Technically, they have a place to play, the Coliseum, which for a long while, until the Raiders returned from their first departure, was satisfactory, if not charming.
Then, the city and county, on Al Davis' behalf, had that huge stand erected in center field, or the east sideline if you prefer, and the Coliseum, unwanted by anyone, became — taking into account the A’s color, their mascot and the adage — a huge green elephant.
Management has tried to make the best of a bad thing, creating a tavern in upper left field known as the Tree House and devising other ideas to attract people. So far, no luck.
The A’s just don’t resonate, even though they are above .500 and have players who are both competent and interesting.
One of those is Blake Treinen, who Thursday as the fifth of five A’s pitchers — manager Bob Melvin again doing his sleight of hand to overcome injuries — recorded his sixth multi-inning save, highest in the majors.
“This was a great team win,” said Treinen. More specifically, it was a great bullpen win, with Josh Lucas, Chris Hatcher, winner Yusmeiro Petit, Lou Trevino and Treinen coming and going out of necessity. Starters such as Andrew Triggs and Brett Anderson, meanwhile, are on the disabled list.
“We had to do this a few times,” said Melvin of his rotating pitchers. “We’ve had some practice at it.”
And too many times, when at the Coliseum they’ve had to play in front of crowds too small for a major league team, leading a journalist to ask Treinen his opinion of the team’s struggle for spectators. I mean, 6,991? In a stadium configured for some 35,000, that can’t be any fun for a guy in the bigs.
“I don’t know if it’s anything that relates to us,” Treinen said diplomatically about the athletes. “We’re just trying to play baseball and win games.
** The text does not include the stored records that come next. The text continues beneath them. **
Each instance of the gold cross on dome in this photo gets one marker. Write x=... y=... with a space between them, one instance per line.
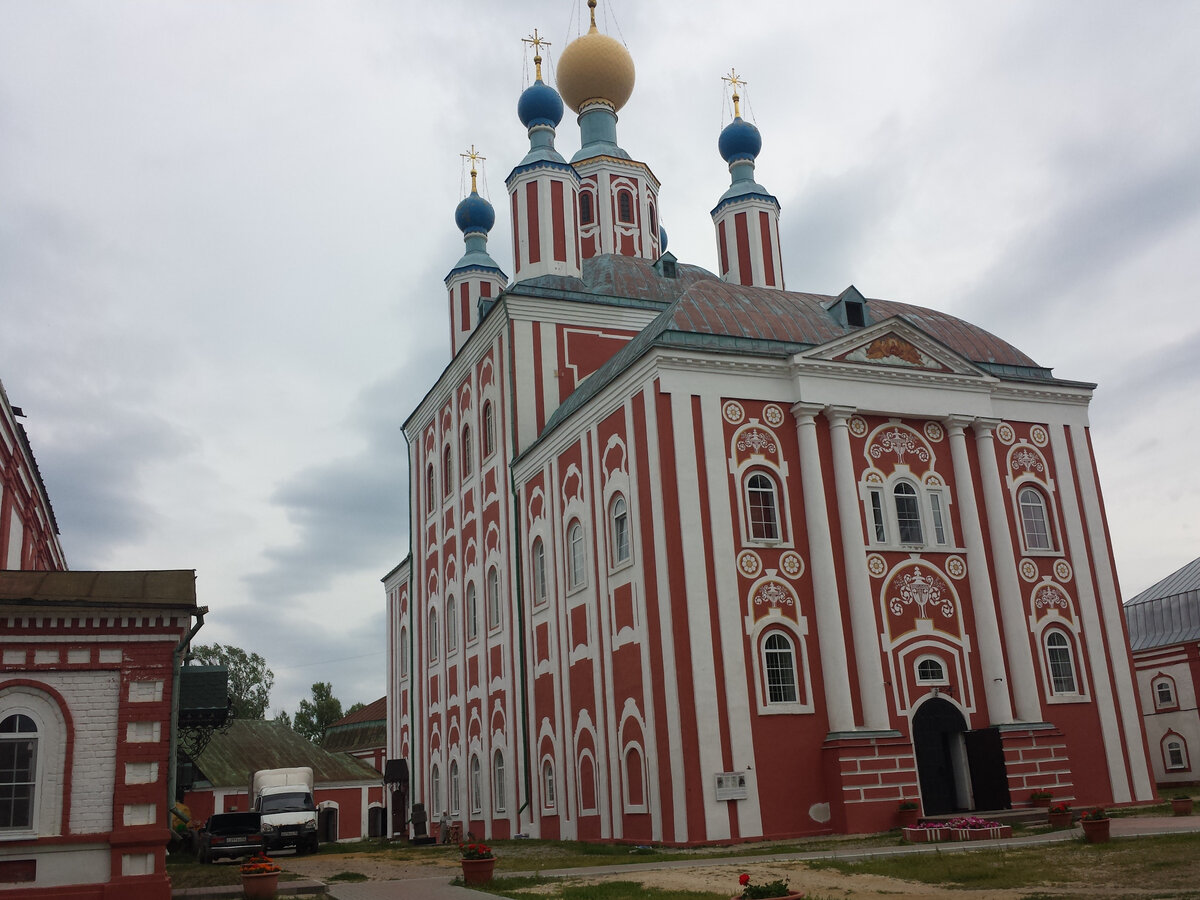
x=735 y=82
x=538 y=42
x=473 y=155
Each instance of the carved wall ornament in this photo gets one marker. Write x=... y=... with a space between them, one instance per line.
x=792 y=564
x=1027 y=460
x=749 y=563
x=922 y=591
x=900 y=442
x=757 y=441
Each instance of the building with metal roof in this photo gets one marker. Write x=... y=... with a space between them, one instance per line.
x=679 y=537
x=1164 y=634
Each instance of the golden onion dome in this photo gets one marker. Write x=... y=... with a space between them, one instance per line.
x=595 y=67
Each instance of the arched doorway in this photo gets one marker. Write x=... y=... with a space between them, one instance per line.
x=937 y=741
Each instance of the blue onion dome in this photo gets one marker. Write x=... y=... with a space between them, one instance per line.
x=739 y=141
x=474 y=214
x=540 y=105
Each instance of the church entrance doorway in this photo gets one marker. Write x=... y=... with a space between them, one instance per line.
x=940 y=745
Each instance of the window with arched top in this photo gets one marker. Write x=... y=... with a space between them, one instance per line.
x=451 y=624
x=576 y=557
x=18 y=772
x=1061 y=661
x=472 y=612
x=619 y=523
x=468 y=462
x=538 y=570
x=625 y=207
x=493 y=598
x=762 y=507
x=498 y=781
x=1035 y=522
x=477 y=786
x=489 y=430
x=779 y=667
x=454 y=789
x=907 y=513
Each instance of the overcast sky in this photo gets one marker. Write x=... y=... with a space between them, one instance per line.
x=225 y=225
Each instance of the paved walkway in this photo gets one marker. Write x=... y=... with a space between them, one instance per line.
x=438 y=887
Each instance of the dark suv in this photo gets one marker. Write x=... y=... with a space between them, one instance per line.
x=229 y=834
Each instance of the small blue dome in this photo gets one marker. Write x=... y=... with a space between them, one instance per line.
x=540 y=105
x=739 y=141
x=474 y=214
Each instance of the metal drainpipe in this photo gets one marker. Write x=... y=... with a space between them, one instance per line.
x=174 y=712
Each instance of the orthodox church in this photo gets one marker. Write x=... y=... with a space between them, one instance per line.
x=699 y=558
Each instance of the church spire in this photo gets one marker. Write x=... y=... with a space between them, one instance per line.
x=747 y=216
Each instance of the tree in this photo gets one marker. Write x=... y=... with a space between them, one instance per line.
x=250 y=679
x=312 y=718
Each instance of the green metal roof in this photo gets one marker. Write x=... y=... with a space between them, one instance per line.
x=234 y=755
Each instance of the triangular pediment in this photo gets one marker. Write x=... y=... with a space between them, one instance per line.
x=895 y=343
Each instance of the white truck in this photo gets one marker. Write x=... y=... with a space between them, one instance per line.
x=283 y=797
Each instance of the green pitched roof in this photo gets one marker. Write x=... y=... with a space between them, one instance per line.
x=233 y=756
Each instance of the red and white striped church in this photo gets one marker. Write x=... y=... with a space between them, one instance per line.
x=699 y=558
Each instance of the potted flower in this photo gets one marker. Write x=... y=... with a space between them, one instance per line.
x=775 y=889
x=478 y=863
x=259 y=877
x=1096 y=826
x=1060 y=815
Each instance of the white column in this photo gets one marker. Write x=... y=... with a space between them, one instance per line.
x=834 y=665
x=1003 y=557
x=863 y=623
x=991 y=655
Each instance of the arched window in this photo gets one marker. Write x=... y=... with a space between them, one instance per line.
x=489 y=430
x=454 y=787
x=930 y=671
x=1033 y=519
x=498 y=781
x=549 y=798
x=467 y=456
x=451 y=624
x=18 y=772
x=477 y=786
x=762 y=508
x=539 y=571
x=493 y=598
x=1175 y=751
x=1062 y=664
x=907 y=513
x=779 y=665
x=624 y=207
x=576 y=558
x=619 y=531
x=472 y=612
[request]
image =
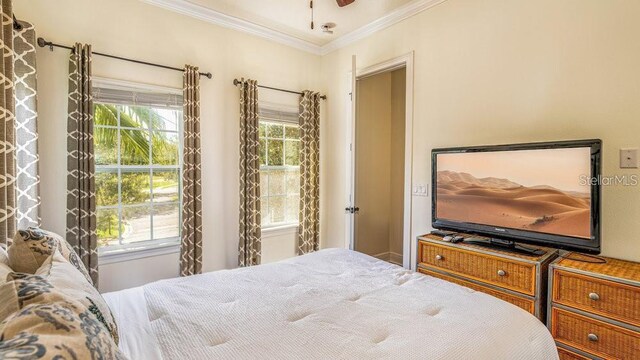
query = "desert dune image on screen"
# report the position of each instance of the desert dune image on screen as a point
(532, 190)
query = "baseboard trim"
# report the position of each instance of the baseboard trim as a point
(390, 256)
(395, 258)
(382, 256)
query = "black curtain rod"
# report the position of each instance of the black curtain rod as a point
(236, 82)
(42, 43)
(16, 24)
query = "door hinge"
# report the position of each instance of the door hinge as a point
(352, 210)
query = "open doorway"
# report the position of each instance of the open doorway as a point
(379, 159)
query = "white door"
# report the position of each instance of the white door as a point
(350, 209)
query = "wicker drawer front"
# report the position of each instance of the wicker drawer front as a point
(494, 270)
(602, 297)
(593, 336)
(569, 355)
(525, 304)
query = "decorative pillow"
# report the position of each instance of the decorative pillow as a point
(48, 325)
(29, 250)
(5, 269)
(66, 278)
(33, 246)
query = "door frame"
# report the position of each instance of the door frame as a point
(407, 62)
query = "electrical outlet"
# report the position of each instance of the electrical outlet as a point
(421, 190)
(628, 158)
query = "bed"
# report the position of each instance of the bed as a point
(331, 304)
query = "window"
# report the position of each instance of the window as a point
(279, 169)
(138, 169)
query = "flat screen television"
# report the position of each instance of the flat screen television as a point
(545, 194)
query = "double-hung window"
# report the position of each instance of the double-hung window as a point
(137, 145)
(279, 167)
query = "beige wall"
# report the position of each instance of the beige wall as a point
(140, 31)
(496, 71)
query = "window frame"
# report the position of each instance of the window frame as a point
(281, 226)
(152, 247)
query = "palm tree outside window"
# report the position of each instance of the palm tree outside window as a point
(137, 142)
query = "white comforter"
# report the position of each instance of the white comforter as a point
(332, 304)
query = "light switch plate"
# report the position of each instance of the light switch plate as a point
(629, 158)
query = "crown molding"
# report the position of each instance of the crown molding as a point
(217, 18)
(382, 23)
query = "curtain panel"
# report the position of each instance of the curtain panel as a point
(81, 193)
(249, 248)
(7, 127)
(309, 228)
(27, 177)
(191, 245)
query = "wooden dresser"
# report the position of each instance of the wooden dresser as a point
(595, 308)
(518, 279)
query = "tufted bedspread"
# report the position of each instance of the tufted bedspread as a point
(332, 304)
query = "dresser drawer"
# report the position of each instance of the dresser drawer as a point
(570, 355)
(593, 336)
(607, 298)
(526, 304)
(506, 273)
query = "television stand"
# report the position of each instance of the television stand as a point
(515, 278)
(504, 245)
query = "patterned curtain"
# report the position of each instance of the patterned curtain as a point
(250, 233)
(7, 127)
(81, 193)
(309, 228)
(191, 247)
(27, 179)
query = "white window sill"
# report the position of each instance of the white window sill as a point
(112, 256)
(281, 230)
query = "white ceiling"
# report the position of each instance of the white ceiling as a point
(293, 17)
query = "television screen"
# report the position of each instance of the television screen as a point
(541, 193)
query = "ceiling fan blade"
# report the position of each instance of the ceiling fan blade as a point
(342, 3)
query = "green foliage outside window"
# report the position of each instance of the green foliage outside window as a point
(145, 137)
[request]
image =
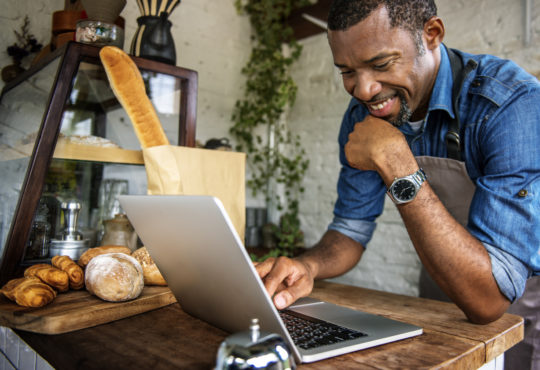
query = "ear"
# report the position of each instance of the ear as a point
(433, 32)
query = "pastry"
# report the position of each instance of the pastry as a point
(96, 251)
(74, 271)
(151, 273)
(114, 277)
(50, 275)
(28, 292)
(128, 86)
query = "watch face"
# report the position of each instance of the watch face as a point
(404, 190)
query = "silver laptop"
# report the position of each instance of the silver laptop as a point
(198, 251)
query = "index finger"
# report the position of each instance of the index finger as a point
(276, 273)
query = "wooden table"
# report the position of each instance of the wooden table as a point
(169, 338)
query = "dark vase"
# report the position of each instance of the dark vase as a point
(153, 39)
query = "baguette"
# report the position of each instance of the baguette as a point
(74, 271)
(50, 275)
(96, 251)
(152, 275)
(128, 86)
(28, 292)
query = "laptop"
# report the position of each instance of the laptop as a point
(197, 249)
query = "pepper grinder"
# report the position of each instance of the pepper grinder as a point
(71, 210)
(70, 241)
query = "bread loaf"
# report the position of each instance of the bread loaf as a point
(74, 271)
(128, 86)
(28, 292)
(114, 277)
(96, 251)
(50, 275)
(151, 273)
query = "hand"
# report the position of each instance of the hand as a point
(285, 279)
(374, 144)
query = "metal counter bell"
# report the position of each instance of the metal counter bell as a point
(254, 349)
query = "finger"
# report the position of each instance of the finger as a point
(282, 269)
(298, 289)
(263, 268)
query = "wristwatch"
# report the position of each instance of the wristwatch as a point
(404, 189)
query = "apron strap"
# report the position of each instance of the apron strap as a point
(459, 73)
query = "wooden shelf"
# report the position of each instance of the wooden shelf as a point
(66, 150)
(303, 28)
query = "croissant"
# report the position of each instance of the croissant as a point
(28, 292)
(74, 271)
(56, 278)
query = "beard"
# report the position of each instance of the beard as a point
(405, 112)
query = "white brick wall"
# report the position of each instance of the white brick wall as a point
(211, 38)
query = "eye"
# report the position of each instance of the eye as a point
(383, 66)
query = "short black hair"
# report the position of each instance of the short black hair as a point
(410, 15)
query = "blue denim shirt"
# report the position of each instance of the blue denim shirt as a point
(500, 133)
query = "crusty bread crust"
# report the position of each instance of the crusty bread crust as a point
(128, 86)
(96, 251)
(152, 275)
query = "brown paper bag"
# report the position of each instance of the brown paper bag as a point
(192, 171)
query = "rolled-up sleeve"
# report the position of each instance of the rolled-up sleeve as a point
(358, 230)
(509, 273)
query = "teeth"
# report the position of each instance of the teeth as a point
(380, 105)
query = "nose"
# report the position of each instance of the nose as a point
(366, 86)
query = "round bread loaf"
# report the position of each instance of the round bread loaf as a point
(114, 277)
(104, 249)
(151, 273)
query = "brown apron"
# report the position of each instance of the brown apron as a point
(449, 180)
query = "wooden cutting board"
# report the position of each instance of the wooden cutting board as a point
(76, 310)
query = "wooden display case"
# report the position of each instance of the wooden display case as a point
(62, 132)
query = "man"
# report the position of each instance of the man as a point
(402, 117)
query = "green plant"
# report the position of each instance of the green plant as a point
(269, 92)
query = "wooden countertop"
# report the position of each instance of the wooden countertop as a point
(169, 338)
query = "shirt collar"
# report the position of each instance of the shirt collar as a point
(441, 96)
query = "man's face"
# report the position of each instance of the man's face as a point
(382, 67)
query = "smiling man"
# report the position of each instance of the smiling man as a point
(453, 138)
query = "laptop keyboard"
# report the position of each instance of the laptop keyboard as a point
(308, 332)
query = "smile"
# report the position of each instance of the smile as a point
(376, 107)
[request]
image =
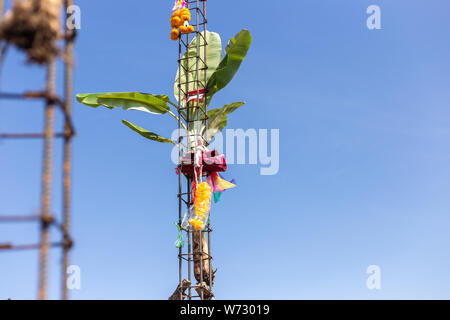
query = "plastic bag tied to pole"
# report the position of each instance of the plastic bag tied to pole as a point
(202, 206)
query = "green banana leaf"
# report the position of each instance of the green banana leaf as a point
(127, 101)
(147, 134)
(213, 57)
(236, 51)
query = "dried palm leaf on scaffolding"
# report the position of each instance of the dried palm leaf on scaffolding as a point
(34, 27)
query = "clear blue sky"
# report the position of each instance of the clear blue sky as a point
(364, 176)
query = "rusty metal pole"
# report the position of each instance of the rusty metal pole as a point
(46, 216)
(68, 75)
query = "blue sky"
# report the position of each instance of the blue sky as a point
(364, 173)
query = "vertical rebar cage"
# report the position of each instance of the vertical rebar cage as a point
(195, 258)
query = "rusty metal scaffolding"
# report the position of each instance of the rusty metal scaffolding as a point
(197, 256)
(46, 218)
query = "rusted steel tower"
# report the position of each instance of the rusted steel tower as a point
(52, 101)
(195, 258)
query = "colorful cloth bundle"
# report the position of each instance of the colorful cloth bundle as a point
(202, 204)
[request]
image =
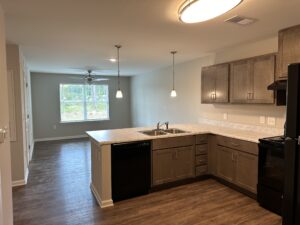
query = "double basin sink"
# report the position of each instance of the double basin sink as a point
(162, 132)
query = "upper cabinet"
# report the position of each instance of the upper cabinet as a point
(288, 50)
(249, 79)
(214, 84)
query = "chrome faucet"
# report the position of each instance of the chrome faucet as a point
(158, 125)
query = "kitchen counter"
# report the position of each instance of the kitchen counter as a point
(106, 137)
(101, 147)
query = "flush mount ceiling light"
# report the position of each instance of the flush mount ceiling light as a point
(119, 93)
(194, 11)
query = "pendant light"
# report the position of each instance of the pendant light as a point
(173, 92)
(119, 93)
(194, 11)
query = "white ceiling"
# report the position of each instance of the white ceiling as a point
(62, 35)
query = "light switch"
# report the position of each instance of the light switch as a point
(271, 121)
(262, 119)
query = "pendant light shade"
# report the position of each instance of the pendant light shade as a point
(119, 93)
(194, 11)
(173, 92)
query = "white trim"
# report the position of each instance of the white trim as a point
(102, 204)
(26, 175)
(23, 182)
(18, 183)
(60, 138)
(32, 149)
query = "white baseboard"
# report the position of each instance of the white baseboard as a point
(102, 204)
(22, 182)
(18, 183)
(60, 138)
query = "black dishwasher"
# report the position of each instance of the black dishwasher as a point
(131, 169)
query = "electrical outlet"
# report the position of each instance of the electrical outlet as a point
(262, 119)
(271, 121)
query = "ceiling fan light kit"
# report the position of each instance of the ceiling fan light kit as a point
(195, 11)
(119, 93)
That (drawing fans) takes care of itself. We have marketing for that.”
What they don’t have, however, is a fan base, a mass of season-ticket holders. There was a sellout early in the season of seats that weren’t sold, freebies for one and all. The hope was that people would come back. For some games, they have. For many others, they have not.
We keep hearing that the new ballpark is the answer. But it’s been like a pot of gold at the end of the rainbow, a promise that's never fulfilled.
The A’s had a plan for a place near Lake Merritt, at Laney College, but of course it was rejected because anything logical and beneficial gets trashed in Oakland and Berkeley. Yet Berkeley is a nuclear-free zone, as if people drive around with plutonium in their back seat.
Now the thought is to erect a ballpark on a dock of the bay, the Howard Street Terminal. A lot of negatives: no BART line close by, cold weather — it was 57 degrees at first pitch Friday, real balmy. But build it, presumably, and they will come.
Year after year the A’s, on the figurative poverty line, keep winning games and keep losing stars, Oakland unable to give young players the salaries that match their skills. “As soon as we get that ballpark,” we’re told repetitively.
Well, get it. Or at the least show us for sure that you’re going to get it.
Look, in 1979, before the Haas family saviors bought the team from Charlie Finley, the A’s once had a crowd of 695. So it’s been worse. But 6,991 is bad enough. It’s time to get something done.